The fatigue crack propagation behavior resulting from variations in load is examined for 2024-T3 aluminum alloy, from both a macroscopic and a fractographic point of view. A peak load is found to cause retardation of the crack growth rate, which becomes more pronounced as the percentage overload or baseline stress intensity level or both is increased. The delaying effect of the overload is observed to exist for a calculated crack length increment equivalent to the plastic zone size formed during the peak load. Multiple overloads and high-low block loading sequences are found to result in additional retardation. For a given ΔK and percentage overload it is noted that the greatest retardation occurs when λ equals 1 (λ = Kmax/ΔK). It is observed that the macroscopic fracture surface appearance (that is, transition to plane stress) is a function of the crack growth rate.
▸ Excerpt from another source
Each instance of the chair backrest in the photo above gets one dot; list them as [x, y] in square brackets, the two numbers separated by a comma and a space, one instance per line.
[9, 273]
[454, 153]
From fractographic examination it is found that the initiation of microvoid coalescence during fatigue occurs when plane stress conditions are achieved; this limits the extent of the stretch zone associated with an overload cycle. As a result, the stretch zone is found to be followed by striations in plane strain and by dimples under plane stress conditions. The size of the stretch band is observed to depend on the stress intensity level during the overload cycle. The usefulness of closure concepts in aiding the understanding of fatigue crack propagation under uniform and nonuniform loading conditions is considered. Evidence is given to demonstrate the general applicability of closure concepts for analysis of macroscopic and fractographic fatigue crack propagation results.